FILE PHOTO BY JEN FARIELLO

After 30 years under the stars at Ash Lawn-Highland, the Ash Lawn Opera Festival is finally moving inside. Today, the opera company announced that its 2009 summer productions of  Camelot and The Marriage of Figaro will be presented at the Paramount Theater beginning on July 3.

So will Ash Lawn Opera take root at the Paramount?

"We don't know if it will be a permanent home," says opera company director Judy Walker.

Last August, the company announced with great excitement that it was partnering with music mogul Coran Capshaw in the renovation of the Jefferson Theater, and embarking on a $4.5 million capital campaign to fund an orchestra pit, dressing rooms, and advanced acoustics (which included a silent-running HVAC system) for the building. But six months later the deal fell through.

"We were so sorry that we couldn't make it work," says Walker of the Jefferson deal. "It was a dream of mine for many years. Coran Capshaw is such a gracious man, but the renovation would have been too complicated and too expensive for what we needed."

If the Company remains homeless, officials remain excited about the prospect of moving indoors.

"It was an artistic move," says opera company board member Martha Redinger. "Rain will no longer fall on our instruments, and the sound will be better inside." As Redinger points out, singer Tony Bennett, who opened the newly renovated Paramount in 2004, did not have to use a microphone.

Still, times are tough in the opera business. Just two weeks ago, the Baltimore Opera Company, a cultural institution for 58-years, began auctioning off everything that wasn't bolted down at the famed Lyric Opera House, as mounting debt and a sharp drop in ticket sales last year forced a bankruptcy.

Redinger, however, sees no repeat in Charlottesville and thinks that the indoor venue will actually attract more serious opera-goers, as the Company will be able to put on more high-level performances.

"People have been coming to the Ash Lawn-Highland's performances consistently for years, and we expect that to continue," says Redinger, who hopes Paramount shows will attract more young people, especially with a new offering of Sunday matinees

Ticket prices, Redinger reports, which had been available for $28, will climb to $30 and $35 in the new venue, but tickets for those under 18 will be only $15.

After 30 years in the same place, however, some regular fans of Ash Lawn Opera could be disappointed, and perhaps confused, about the sudden move away from its namesake–- as well as missing picnics on the grass and seeing opera under the stars.

"We're looking for a permanent home," says Walker, "but right now we're just taking it day-by-day."

4 comments

I realize this is probably better for the artists, but I sure will miss those picnics before the performances in the beautiful Ash Lawn evening light.

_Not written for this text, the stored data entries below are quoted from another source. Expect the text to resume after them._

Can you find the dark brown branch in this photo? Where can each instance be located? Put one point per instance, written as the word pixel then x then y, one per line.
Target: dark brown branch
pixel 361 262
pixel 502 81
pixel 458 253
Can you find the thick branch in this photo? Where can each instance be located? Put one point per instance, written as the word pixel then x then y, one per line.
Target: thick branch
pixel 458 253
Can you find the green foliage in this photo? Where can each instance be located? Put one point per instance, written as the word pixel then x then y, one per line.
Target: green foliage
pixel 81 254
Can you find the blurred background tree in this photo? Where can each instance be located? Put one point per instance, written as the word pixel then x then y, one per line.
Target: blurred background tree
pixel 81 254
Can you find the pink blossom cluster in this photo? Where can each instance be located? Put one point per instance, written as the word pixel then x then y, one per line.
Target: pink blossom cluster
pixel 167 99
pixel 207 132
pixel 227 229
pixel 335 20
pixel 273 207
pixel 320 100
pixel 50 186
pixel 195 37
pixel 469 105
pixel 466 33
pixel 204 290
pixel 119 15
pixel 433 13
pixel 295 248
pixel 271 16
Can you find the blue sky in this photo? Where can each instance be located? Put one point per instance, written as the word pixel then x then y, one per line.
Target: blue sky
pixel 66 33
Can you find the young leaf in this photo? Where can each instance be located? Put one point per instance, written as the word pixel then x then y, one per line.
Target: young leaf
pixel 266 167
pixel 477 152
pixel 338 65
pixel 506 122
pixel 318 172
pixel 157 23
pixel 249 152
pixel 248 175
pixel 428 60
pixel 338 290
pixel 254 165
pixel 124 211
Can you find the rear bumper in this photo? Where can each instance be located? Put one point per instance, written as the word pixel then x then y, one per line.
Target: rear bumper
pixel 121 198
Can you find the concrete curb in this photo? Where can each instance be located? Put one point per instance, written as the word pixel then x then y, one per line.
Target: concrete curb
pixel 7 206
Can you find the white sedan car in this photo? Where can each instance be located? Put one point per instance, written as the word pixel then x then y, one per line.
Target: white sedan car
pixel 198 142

Excellent move. Thanks to Martha Redinger for accurately stating the reasons for moving indoors--makes so much sense and should have been done ages ago!

This is a bad move. One of the best parts of going was having dinner before the play at Ash-lawn and enjoying the area, now it will just be inside.

This is a great move for Ashlawn Opera. I already bought tickets, indoors out of the heat, humidity, rain, and lightening. Congrats, Judy!